Perhaps no other object in the night sky is as compelling as the Earth’s Moon.
Our moon is bright: second only to the Sun. Our Moon is large: its disk’s diameter can be exactly the same size as the Sun’s. While the sun is much larger, it is also much further away. This lucky coincidence is what makes solar eclipses so dramatic here on Earth. At over a quarter the size of Earth, the Moon is so large in relation to the planet it orbits that we have sometimes been called “The Double Planet.”
The Moon is only a little younger than the Earth. Most likely our Moon had a violent birth when an object the size of Mars slammed into the Earth about four and a half billion years ago. This ancient, doomed proto-planet is sometimes called Theia, the Greek titaness that was the mother of Selene—goddess of the moon.
It was the Moon that first aroused my curiosity about telescopes and the idea of getting a closer look at our nearest neighbor in space. When I finally managed to point my small telescope at the Moon I was shocked to see the vivid craters and jagged mountains in such stark relief. Since the Moon is so bright and close, it is a good object for a modest telescope. The photo below was taken with a 400mm telephoto lens— that’s a magnification factor of 8x—or the power of an average pair of binoculars. More important than magnification power is a steady mount on a sturdy tripod.
Besides being unusually large for a moon and strangely the same apparent size as the Sun, the Moon has another unusual feature. As she orbits Earth only one side faces us. That means a lunar day is just about the same as her orbital period around Earth. This synchronous rotation is not a coincidence but rather the result of a phenomena called tidal locking. As the Earth and the Moon formed, the Moon developed a bulge and slowly became locked by gravity to the Earth. This is why we always see “The Man in the Moon” side regardless of her phase and why there is a so-called dark side that we never see from Earth. So much myth has been dreamed up by the Man in the Moon and the mysterious dark side.
So, let’s follow our Moon through her phases as seen here on Earth. As this issue of the Messenger Mountain News comes out, the Moon will be in a waxing gibbous phase. Gibbous is the phase between half illumination and the full Moon. Waxing means that each consecutive night the globe of the moon becomes fuller and more illuminated. The term waxing is evoked by candle-making whereby a candle gets bigger each time it is dipped in wax. Gibbous comes from words meaning hunched, humped, or humpbacked.
This coming Wednesday, October 24, the Moon will be full. This is the Hunter’s Moon for 2018. A full moon always rises when the sun sets. If you think about it, this explains all the phases of the Moon.
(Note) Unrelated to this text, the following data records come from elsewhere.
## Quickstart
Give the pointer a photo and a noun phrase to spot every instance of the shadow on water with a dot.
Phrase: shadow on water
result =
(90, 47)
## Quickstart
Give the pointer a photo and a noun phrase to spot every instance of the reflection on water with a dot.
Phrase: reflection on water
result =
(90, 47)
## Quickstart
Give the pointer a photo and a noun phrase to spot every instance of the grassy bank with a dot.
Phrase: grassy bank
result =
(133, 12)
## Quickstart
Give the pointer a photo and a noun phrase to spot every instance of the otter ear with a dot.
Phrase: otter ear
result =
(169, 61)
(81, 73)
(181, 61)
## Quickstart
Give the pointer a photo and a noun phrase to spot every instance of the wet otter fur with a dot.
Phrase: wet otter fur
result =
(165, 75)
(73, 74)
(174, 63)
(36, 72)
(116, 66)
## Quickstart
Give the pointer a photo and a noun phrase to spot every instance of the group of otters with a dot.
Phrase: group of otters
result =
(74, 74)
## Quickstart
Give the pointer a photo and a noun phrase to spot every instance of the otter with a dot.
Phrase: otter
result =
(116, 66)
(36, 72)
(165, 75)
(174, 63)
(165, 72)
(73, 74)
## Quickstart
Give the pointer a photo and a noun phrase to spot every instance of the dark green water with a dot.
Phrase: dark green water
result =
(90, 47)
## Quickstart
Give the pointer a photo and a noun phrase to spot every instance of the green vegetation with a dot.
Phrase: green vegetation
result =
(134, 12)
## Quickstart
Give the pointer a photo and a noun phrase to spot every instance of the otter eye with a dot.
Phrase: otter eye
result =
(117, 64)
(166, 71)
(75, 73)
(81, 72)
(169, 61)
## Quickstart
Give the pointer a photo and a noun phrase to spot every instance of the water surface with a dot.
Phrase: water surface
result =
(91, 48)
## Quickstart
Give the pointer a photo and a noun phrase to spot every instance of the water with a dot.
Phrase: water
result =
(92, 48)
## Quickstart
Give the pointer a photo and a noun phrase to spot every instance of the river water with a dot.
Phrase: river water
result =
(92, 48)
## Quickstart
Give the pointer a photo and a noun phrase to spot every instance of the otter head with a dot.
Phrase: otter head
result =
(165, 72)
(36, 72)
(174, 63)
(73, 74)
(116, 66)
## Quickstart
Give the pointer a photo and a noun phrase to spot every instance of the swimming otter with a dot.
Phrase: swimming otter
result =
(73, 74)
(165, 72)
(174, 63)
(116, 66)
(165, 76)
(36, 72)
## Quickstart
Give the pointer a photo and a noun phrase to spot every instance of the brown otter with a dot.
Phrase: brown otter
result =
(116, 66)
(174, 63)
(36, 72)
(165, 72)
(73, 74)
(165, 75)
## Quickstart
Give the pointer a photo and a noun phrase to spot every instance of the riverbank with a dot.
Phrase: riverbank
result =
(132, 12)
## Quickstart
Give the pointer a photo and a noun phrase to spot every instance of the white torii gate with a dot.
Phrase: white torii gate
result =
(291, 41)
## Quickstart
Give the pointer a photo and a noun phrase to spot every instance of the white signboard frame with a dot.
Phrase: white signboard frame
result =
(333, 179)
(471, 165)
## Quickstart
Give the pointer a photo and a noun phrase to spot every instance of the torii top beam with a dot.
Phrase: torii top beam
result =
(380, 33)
For the illumination of the Moon’s globe to be 100 percent, the light source (the Sun) must be directly behind the observer on Earth. That means the Sun must be 180 degrees from an observer between the Sun and Moon. Half-illuminations occur twice in the monthly orbit when the Moon is 90 degrees to the observer and the Sun. These half-illuminations are actually called quarters because they occur at the one quarter and at the three quarter points in the Moon’s monthly orbit. The first quarter Moon always crosses the midpoint in the sky (also called the meridian) at sunset and sets at midnight. The third quarter Moon always rises at midnight and crosses the meridian at dawn.
To look up into the sky and visualize where we are on a grand scale and how we all are hurtling through the vastness of the cosmos is a thrilling pursuit.
Okay, so now that we see how we are positioned in space, let’s take a closer look. It is perhaps counter-intuitive, but the full Moon is not the best time to train a telescope on the Moon. While the full Moon is an attention-getter for the naked eye, it is too bright and, more importantly, too flatly lit to reveal much detail. This dividing line between night and day on the Moon is called the terminator.
Tonight (October 19th), the Moon is in the waxing gibbous phase. The most dramatic area on the terminator is the Jura Mountains, Sinus Iridum, and Mare Imbrium. The large craters Tycho and Copernicus deeper into the lunar day also catch our eye. These two craters have extensive ray systems or scars radiating out from the craters caused by ejecta blasted out from the cataclysmic impact of the meteors that caused the craters. This is a sign of a relatively recent crater. Sinus Iridum is actually a very large ancient crater. The floor of this crater was flooded with lava long ago and its ray system eroded away over the eons by countless other meteors.
The Man in the Moon is caused by the light mountains and highlands of the Moon contrasted with the darker maria, or “seas” in Latin. The mare (singular of maria) were formed when low-lying areas of the Moon were flooded with lava long ago. Surface volcanism has long since subsided deep within her core. As the Moon waxes to a thin crescent out of the new phase, the first mare that becomes visible is too flatly lit to reveal much detail. Like here on Earth, when the shadows get long at sunset and sunrise, is when most of the dramatic contrast takes place.